Also as mentioned - they want to fit Soprod to some of their range but it's not a straight swop.

http://forums.watchuseek.com/f36/some-info-stowa-marine-auto-10-a-379406.html

(Apologies if the link is not acceptable)

I am a fan of Stowa - and an owner of several of their watches - so the below might sound like sour grapes. It's not meant to.

I believe the parent company of Junghans went bankrupt a couple of years ago - however, it seems the brand has been 'rescued' by two German investors.

There's more information here (sorry another WUS article) but as they're both written by the same author - the (in)famous Mike Stuffler - I think you can assume the bias is even apportioned.

http://forums.watchuseek.com/f8/how-does-junghans-compare-480275.html


----------



## YouCantHaveTooManyWatches (Nov 28, 2010)

rednotdead said:


> YouCantHaveTooManyWatches said:
> 
> 
> > [i would really like the Antea Creme model, but Stowa are now talking about end of Octover 2011 if ordered this week! It may well be worth waiting for but I do slightly resent them having the benefit of 350 of my euros in their coffers for 9 months...
> ...


Aah - that's not at all obvious from the website - many thanks to RND.

I shall now go and order my Antea Creme immediately (and worry about the 350 euros in 8 or 9 months' time!)


----------



## The Monk (Dec 23, 2010)

YouCantHaveTooManyWatches said:


> I shall now go and order my Antea Creme immediately (and worry about the 350 euros in 8 or 9 months' time!)
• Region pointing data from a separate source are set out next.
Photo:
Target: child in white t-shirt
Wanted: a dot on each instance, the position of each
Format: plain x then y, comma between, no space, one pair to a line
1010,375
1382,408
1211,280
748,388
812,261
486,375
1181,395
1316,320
Delayed pain will be rewarded with delayed gratification, and builds character to boot! :comando:


----------



## YouCantHaveTooManyWatches (Nov 28, 2010)

Latest news from Stowa:

I looked at their "new" website - it's about two weeks old now - only to find that it has had the lovely Antea Creme model removed completely from their range! Panic! :down:

So I immediately emailed them and got a response from Regine Schauer (possibly some relative of Jorge?) explaining that the shortage of ETA movements was proving such a problem that they could no longer justify asking customers to wait up to 9 months for their watches to be made, so they have regretfully had to drop the Antea Creme from their range.

That's the BAD news. 

The GOOD news:

They will definitely still honour all orders for the Antea Creme taken up to January 31st - and I had got my order in on January 28th! PHEW!! :yahoo:


----------



## gaz64 (May 5, 2009)

blame swatch group (bloody pirates) this i think will end up backfiring on them (I hope)


----------



## Markrlondon (Feb 20, 2009)

YouCantHaveTooManyWatches said:


> they have regretfully had to drop the Antea Creme from their range.


Grief, anyone who's got one for sale should be pleased when this news gets around.

As I've mentioned before, this sort of problem is going to become more widespread as ETA movements become harder to find. I just don't know what is going to happen to the vast numbers of watches from numerous manufacturers that rely on the the popular 2824-2 and the like. Sellita won't be able to cope with demand.

I guess it will boil down to either redesigning watches to use alternative movements (Miyota 9015?) or going for Asian ETA clones, assuming, as seems likely to me, Sellita can't keep up with demand.

Is the CL-888 plug and play compatible with the 2824-2 or does it need an internal case redesign?


----------